The Talented New Zealander who pioneered the name McLaren
Anna Healy Fenton
McLaren's new road car rightly touts its heritage as part of a tradition of high performance road and racing cars. The name McLaren comes from company founder, Bruce McLaren, a talented New Zealand racing driver and brilliant engineer. McLaren was the youngest ever winner of a Formula One Grand Prix when he won the US Grand Prix in 1959 at the age of 22. Having started building sports cars in the early 1960s, McLaren became a Formula One entrant in 1966. Plans to produce high-performance road cars were cut short when McLaren was killed testing one of his own racing cars in 1970. But the company continued as a Grand Prix team and won world championships in 1974 and 1976 with Emerson Fittipaldi and the flamboyant Briton, James Hunt.

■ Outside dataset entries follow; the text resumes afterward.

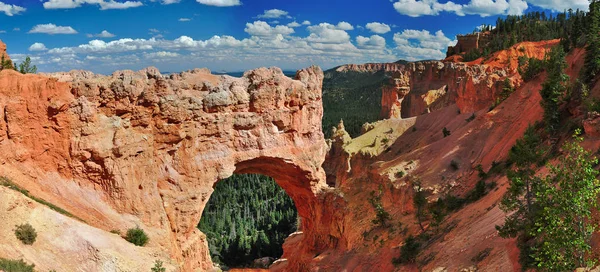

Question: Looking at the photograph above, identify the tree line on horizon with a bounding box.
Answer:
[462,8,588,61]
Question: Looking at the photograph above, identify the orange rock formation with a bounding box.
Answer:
[381,40,561,120]
[446,32,491,57]
[0,40,10,62]
[0,63,337,270]
[381,61,509,119]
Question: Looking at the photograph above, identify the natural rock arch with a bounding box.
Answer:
[0,66,337,271]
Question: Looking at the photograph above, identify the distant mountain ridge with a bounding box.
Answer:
[215,70,297,78]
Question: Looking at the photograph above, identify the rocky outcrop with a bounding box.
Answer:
[334,62,406,73]
[380,40,559,120]
[0,40,10,62]
[0,65,337,271]
[381,71,411,119]
[447,32,491,57]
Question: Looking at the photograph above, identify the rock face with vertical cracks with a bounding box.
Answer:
[0,65,334,271]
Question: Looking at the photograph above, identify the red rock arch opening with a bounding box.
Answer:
[196,156,324,270]
[234,157,319,225]
[199,157,313,269]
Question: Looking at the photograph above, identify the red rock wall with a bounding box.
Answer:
[0,38,578,272]
[380,61,510,119]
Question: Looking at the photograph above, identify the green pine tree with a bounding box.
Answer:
[585,0,600,84]
[496,125,543,268]
[18,56,37,74]
[540,46,569,134]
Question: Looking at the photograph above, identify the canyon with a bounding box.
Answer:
[1,36,599,272]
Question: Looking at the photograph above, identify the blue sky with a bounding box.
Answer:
[0,0,590,74]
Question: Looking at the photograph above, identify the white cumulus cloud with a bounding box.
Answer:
[43,0,143,10]
[99,1,142,9]
[527,0,588,12]
[244,21,294,37]
[393,29,452,60]
[257,9,291,19]
[144,51,180,58]
[29,24,78,35]
[196,0,241,7]
[337,22,354,31]
[356,35,386,49]
[0,1,26,16]
[306,23,351,44]
[29,43,48,51]
[392,0,530,17]
[87,30,116,38]
[366,22,391,34]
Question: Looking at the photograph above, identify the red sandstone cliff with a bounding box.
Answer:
[381,61,509,119]
[318,42,589,271]
[447,32,491,57]
[381,40,560,120]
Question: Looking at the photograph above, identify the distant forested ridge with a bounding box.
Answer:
[322,68,393,138]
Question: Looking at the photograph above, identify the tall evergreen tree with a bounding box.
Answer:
[496,125,543,268]
[540,46,569,135]
[0,55,13,70]
[585,0,600,84]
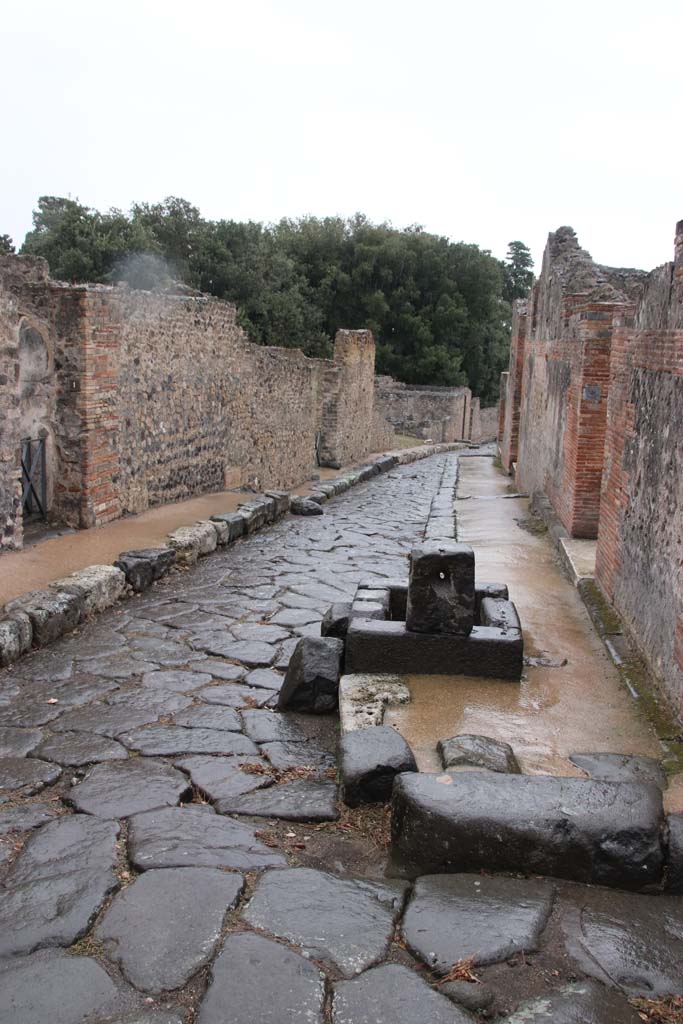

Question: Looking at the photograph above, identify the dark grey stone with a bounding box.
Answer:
[243,867,406,976]
[291,497,324,516]
[69,759,191,818]
[238,500,269,532]
[277,637,344,713]
[475,581,510,610]
[0,726,43,757]
[32,731,128,766]
[245,667,284,690]
[339,726,417,806]
[440,980,494,1011]
[232,623,291,644]
[500,981,643,1023]
[402,874,554,970]
[5,588,83,647]
[173,704,242,731]
[241,709,307,743]
[438,733,520,773]
[390,771,664,888]
[272,607,323,627]
[667,813,683,892]
[265,490,290,517]
[0,950,138,1024]
[141,669,212,692]
[261,740,335,772]
[128,805,286,869]
[321,602,352,639]
[52,694,189,738]
[217,778,339,820]
[0,801,62,836]
[0,815,119,956]
[200,659,246,680]
[198,683,277,708]
[210,511,246,542]
[114,547,176,592]
[176,755,273,801]
[561,885,683,996]
[198,931,324,1024]
[95,867,244,993]
[332,964,471,1024]
[106,689,193,714]
[479,597,521,634]
[569,752,667,788]
[119,725,258,756]
[0,695,64,728]
[405,542,475,635]
[193,636,277,666]
[0,756,61,795]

In the late 1970s, McLaren went into decline and merged with another racing team, Project Four, run by former Grand Prix mechanic Ron Dennis. Since then, all McLaren racing cars have had the designation 'MP4' reflecting the merger. Dennis presided over a period when McLaren dominated Grand Prix racing in the 1980s, with the first world title of the Dennis era won by Niki Lauda in 1984. The late 1980s saw the forging of one of the fiercest rivalries ever seen in sport when Alain Prost and the great Ayrton Senna were McLaren teammates. The partnership, documented in the film Senna, yielded four world titles, a tally which was augmented by Mika Hakkinen's brace at the end of the 1990s and Lewis Hamilton's success in 2008.